In his most recent dialogue with Integral Life director Corey deVos entitled “Marx, Mysticism, and Mathematics: Navigating Our Epistemic Collapse,” Wilber concludes the series by exploring the evergreen question “what is to be done?” What’s a poor integralist to do in a world full of first tier narcissism?
I urge those interested in what Wilber has to say to watch the whole thing.
As for me, I confess myself unimpressed with most of his observations in this final episode, but not by way of negative criticism. We are in the midst of obvious evolutionary phase change, and so it is difficult if not impossible to give a definitive answer to such a tricky and vexing question.
Wilber lamely falls back onto what he has been saying for at least four years since the “Trump and a Post-Truth World” essay: if we were in teal everything would be better. And, of course, if pigs could fly, Boulder would rule the world.
I don’t fault him too much for his anodyne sentiment, for it might actually be true, and in the long run of evolution we will eventually find out but, Wilber’s touching optimism notwithstanding, not likely in the near term.

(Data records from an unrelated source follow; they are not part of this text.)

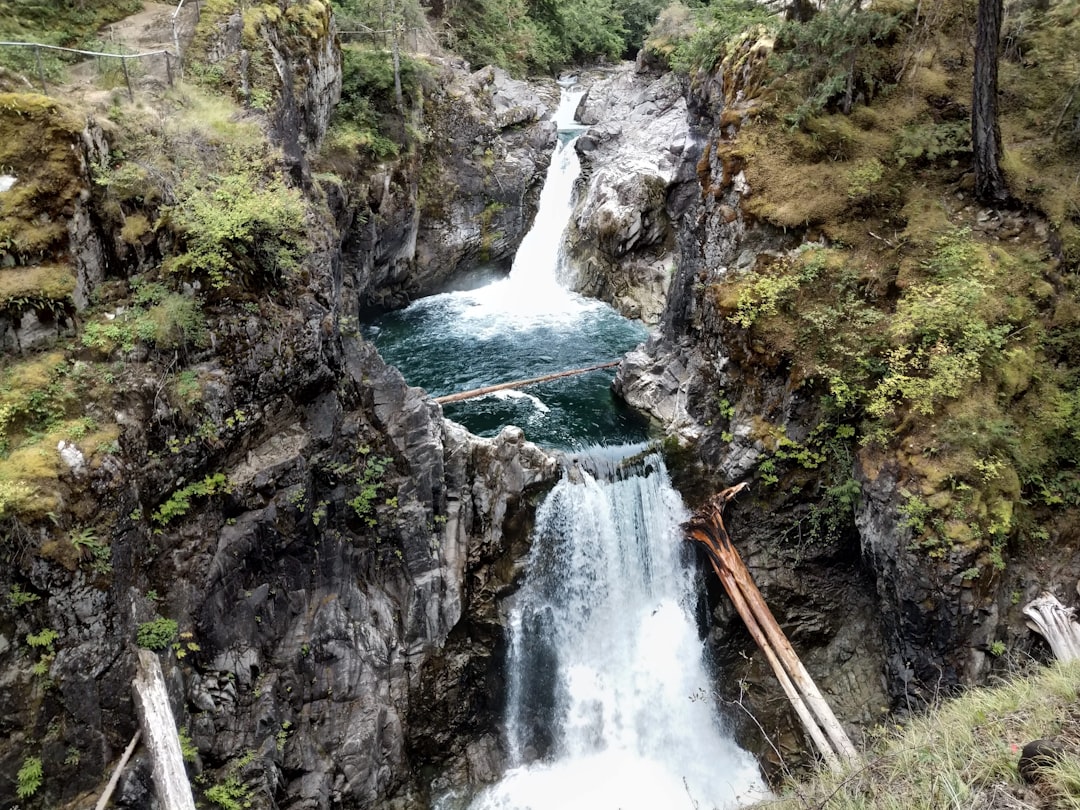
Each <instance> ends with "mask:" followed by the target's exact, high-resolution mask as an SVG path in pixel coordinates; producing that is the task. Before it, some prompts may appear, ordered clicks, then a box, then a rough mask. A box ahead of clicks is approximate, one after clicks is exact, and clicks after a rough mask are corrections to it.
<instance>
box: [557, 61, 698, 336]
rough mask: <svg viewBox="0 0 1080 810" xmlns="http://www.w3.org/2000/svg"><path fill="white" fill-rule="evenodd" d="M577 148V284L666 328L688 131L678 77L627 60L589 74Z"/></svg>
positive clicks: (592, 292)
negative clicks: (648, 69)
mask: <svg viewBox="0 0 1080 810" xmlns="http://www.w3.org/2000/svg"><path fill="white" fill-rule="evenodd" d="M584 81H585V82H586V83H588V89H586V92H585V95H584V97H583V98H582V100H581V104H580V105H579V108H578V119H579V120H580V121H581V122H582V123H583V124H586V125H588V126H589V129H588V130H586V131H585V132H584V133H583V134H582V135H581V136H580V137H579V138H578V140H577V143H576V144H575V148H576V149H577V151H578V156H579V158H580V160H581V167H582V175H581V176H582V179H581V181H580V187H579V189H578V193H577V195H576V202H575V211H573V215H572V217H571V219H570V227H569V229H568V232H567V237H566V239H567V253H568V256H569V258H570V261H571V266H572V267H573V268H575V270H576V279H575V280H573V286H575V287H576V288H577V289H579V291H580V292H581V293H583V294H585V295H589V296H593V297H595V298H599V299H600V300H605V301H608V302H609V303H611V305H612V306H613V307H615V308H616V309H618V310H619V311H620V312H622V313H623V314H624V315H626V316H627V318H634V319H638V320H640V321H644V322H645V323H647V324H654V323H657V322H658V321H659V319H660V314H661V313H662V311H663V308H664V300H665V296H666V292H667V286H669V282H670V279H671V273H672V271H673V269H674V255H673V247H674V244H675V230H674V228H673V225H672V219H671V217H670V213H669V208H667V194H669V192H670V190H671V188H672V186H673V184H674V183H675V181H676V175H677V172H678V166H679V164H680V160H679V159H680V156H681V153H683V150H684V148H685V146H686V139H687V137H688V127H687V119H686V102H685V98H684V93H683V86H681V83H680V82H679V80H678V79H677V78H676V77H675V75H674V73H670V72H669V73H659V75H658V73H651V72H649V71H647V70H644V69H640V70H639V69H638V67H637V66H635V65H633V64H631V63H625V64H623V65H621V66H619V67H617V68H613V69H611V70H610V71H607V72H604V73H595V75H590V76H589V77H588V78H586V79H585V80H584Z"/></svg>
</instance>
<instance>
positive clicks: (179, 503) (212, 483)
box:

But ironically in a commentary on Marxist epistemology, Wilber is unwittingly setting up the same straw man that Marx and all his revolutionary progeny found so tempting to employ. Utopian wishful thinking is apparently a universal human trait; its political version says, “if we can theorize a better world, then such a world can and should replace this one. Our promise of this better world should inspire everyone. And if they resist this obvious good, we are justified to apply brute force to eliminate the unreasoning, selfish opposition.”

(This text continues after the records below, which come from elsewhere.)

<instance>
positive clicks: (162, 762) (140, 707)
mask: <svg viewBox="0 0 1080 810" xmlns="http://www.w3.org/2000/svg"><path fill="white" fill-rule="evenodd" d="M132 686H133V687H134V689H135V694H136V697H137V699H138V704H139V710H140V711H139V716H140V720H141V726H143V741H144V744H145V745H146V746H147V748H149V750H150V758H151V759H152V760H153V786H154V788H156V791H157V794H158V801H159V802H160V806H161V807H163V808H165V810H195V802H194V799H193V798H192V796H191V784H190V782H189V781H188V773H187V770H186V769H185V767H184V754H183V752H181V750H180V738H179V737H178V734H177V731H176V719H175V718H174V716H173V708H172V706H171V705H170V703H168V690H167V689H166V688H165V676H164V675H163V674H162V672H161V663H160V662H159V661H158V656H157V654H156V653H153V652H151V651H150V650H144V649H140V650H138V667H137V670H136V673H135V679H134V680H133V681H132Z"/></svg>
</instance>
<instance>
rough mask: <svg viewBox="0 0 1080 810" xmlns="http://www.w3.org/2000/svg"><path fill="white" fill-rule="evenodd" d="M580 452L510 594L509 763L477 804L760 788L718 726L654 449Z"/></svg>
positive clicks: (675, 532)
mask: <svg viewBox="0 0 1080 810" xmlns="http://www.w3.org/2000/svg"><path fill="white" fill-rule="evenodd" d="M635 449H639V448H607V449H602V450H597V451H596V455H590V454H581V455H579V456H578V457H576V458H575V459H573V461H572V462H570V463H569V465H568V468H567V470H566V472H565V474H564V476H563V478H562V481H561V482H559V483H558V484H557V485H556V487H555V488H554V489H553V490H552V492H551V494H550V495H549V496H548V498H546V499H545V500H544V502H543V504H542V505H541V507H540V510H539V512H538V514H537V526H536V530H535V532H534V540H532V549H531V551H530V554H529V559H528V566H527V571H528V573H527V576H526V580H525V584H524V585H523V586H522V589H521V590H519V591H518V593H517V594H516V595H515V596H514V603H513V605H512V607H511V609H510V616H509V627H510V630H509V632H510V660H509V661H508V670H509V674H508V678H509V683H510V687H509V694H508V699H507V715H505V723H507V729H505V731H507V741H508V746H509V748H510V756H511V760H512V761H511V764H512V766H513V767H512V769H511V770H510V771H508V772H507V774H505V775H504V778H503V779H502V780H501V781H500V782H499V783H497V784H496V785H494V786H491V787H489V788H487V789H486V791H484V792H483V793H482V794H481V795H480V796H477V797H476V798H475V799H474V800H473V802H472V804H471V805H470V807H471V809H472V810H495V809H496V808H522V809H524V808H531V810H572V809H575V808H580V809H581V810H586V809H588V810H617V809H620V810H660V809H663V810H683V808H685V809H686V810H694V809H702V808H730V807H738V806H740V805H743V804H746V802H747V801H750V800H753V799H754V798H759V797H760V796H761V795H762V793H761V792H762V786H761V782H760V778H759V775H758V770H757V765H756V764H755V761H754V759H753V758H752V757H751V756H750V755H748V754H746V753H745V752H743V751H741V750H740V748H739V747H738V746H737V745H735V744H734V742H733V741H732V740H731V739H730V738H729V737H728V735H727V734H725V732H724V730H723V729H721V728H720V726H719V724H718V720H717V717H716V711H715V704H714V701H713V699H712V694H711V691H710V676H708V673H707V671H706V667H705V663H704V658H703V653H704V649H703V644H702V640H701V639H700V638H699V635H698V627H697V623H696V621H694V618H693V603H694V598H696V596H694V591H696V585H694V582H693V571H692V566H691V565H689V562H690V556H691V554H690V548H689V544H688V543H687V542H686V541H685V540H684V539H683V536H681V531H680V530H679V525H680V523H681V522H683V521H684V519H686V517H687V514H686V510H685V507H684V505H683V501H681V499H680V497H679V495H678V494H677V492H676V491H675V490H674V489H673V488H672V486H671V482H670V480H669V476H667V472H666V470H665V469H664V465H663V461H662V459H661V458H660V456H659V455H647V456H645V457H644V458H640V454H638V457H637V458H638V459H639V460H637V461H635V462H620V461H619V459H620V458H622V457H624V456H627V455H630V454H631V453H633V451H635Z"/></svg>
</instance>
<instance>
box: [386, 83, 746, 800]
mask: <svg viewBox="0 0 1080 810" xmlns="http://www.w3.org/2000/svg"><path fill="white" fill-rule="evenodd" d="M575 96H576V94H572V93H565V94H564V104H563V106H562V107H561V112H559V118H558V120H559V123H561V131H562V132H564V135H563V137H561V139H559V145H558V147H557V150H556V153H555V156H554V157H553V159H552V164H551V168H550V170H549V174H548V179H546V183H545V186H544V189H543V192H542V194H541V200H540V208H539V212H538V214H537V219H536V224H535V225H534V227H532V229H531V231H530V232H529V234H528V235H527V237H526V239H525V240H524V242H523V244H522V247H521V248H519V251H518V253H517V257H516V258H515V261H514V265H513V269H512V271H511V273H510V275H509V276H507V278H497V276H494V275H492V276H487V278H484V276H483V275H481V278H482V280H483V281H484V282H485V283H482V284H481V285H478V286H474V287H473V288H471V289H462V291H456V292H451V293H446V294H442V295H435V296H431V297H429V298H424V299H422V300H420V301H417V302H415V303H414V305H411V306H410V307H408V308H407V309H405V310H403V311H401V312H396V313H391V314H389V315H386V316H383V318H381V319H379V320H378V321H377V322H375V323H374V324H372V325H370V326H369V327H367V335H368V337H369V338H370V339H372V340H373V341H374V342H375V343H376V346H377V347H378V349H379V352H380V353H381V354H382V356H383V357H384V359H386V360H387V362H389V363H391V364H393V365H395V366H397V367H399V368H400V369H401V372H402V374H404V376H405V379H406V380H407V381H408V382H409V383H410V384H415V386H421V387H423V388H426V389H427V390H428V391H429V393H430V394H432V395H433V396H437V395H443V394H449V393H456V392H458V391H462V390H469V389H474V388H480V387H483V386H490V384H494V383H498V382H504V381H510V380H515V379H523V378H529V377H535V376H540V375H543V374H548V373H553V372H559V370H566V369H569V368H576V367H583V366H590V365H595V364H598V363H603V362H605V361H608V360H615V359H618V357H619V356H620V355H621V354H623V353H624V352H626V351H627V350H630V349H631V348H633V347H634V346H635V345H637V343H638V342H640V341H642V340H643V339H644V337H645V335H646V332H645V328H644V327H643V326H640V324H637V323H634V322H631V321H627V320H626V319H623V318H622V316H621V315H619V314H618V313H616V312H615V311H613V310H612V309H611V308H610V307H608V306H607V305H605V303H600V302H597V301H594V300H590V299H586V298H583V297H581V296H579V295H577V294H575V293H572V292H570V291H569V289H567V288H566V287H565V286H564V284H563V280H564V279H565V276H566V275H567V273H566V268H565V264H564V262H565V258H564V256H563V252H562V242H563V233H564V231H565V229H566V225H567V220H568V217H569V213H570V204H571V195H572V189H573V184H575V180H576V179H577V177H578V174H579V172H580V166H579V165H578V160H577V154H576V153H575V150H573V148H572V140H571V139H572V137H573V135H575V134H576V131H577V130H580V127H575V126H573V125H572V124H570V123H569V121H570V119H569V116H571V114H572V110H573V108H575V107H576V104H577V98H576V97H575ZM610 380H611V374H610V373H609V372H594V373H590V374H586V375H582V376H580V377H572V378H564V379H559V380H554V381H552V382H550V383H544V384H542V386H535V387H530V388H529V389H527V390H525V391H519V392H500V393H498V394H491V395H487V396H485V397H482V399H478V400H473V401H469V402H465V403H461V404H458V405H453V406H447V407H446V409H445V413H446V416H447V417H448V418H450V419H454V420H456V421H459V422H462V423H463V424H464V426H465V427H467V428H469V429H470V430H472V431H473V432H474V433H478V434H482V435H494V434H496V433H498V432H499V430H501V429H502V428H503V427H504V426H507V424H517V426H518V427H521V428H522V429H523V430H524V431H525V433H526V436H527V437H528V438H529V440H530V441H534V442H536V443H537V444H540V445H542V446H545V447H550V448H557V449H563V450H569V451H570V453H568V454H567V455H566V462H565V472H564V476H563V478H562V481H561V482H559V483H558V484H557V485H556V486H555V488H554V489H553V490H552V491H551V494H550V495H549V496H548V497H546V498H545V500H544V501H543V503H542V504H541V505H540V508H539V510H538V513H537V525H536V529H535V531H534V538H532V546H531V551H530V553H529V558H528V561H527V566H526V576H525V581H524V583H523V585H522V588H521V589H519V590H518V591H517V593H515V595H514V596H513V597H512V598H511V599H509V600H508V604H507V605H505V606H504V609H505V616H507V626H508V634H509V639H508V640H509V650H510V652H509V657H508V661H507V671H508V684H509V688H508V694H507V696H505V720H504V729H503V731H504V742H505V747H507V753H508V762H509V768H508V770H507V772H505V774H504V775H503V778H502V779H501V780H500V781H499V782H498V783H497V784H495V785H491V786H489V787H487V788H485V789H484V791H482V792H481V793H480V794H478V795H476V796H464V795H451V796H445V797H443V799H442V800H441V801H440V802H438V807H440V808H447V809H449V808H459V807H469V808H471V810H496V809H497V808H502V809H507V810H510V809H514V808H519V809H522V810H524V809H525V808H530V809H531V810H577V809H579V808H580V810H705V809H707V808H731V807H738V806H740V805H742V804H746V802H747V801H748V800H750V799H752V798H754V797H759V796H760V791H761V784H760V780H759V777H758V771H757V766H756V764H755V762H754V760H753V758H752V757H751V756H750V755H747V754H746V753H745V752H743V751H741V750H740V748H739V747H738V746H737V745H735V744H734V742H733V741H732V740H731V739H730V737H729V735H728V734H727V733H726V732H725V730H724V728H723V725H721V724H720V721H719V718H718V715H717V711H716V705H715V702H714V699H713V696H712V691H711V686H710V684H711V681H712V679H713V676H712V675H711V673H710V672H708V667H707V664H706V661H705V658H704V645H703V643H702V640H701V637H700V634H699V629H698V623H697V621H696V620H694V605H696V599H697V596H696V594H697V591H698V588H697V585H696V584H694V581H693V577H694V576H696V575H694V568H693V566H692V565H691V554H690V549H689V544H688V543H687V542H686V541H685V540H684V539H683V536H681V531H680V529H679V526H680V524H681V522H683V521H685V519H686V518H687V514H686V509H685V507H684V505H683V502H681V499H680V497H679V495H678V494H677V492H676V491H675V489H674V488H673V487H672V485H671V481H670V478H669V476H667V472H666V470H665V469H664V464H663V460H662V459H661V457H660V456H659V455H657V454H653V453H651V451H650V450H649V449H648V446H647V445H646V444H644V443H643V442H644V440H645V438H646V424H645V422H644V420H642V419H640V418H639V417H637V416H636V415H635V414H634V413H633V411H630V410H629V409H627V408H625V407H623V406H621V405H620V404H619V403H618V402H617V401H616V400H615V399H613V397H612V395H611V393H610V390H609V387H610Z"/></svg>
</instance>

This is a version of a fundamental error Wilber identified decades ago: mistaking the map for the terrain. The theory that the proletariat seizing the means of production will create a more just and wealthier world is just that: a theory. The tragedy comes when we let our infatuation with our theories overlook the reality we wish to escape. Lenin, Mao, Chavez, Ibrahim Kendi, and Bernie Sanders have all succumbed to the same hideous fantasy: that their imagined improved humanity is a reality-in-waiting, if only someone has the will to force it into being.
It beggars the rational mind to have to point this out after the irrefutable evidence of the utter folly of this delusion: the millions of corpses strewn across the planet, the victims of the Marxist utopian lunacy.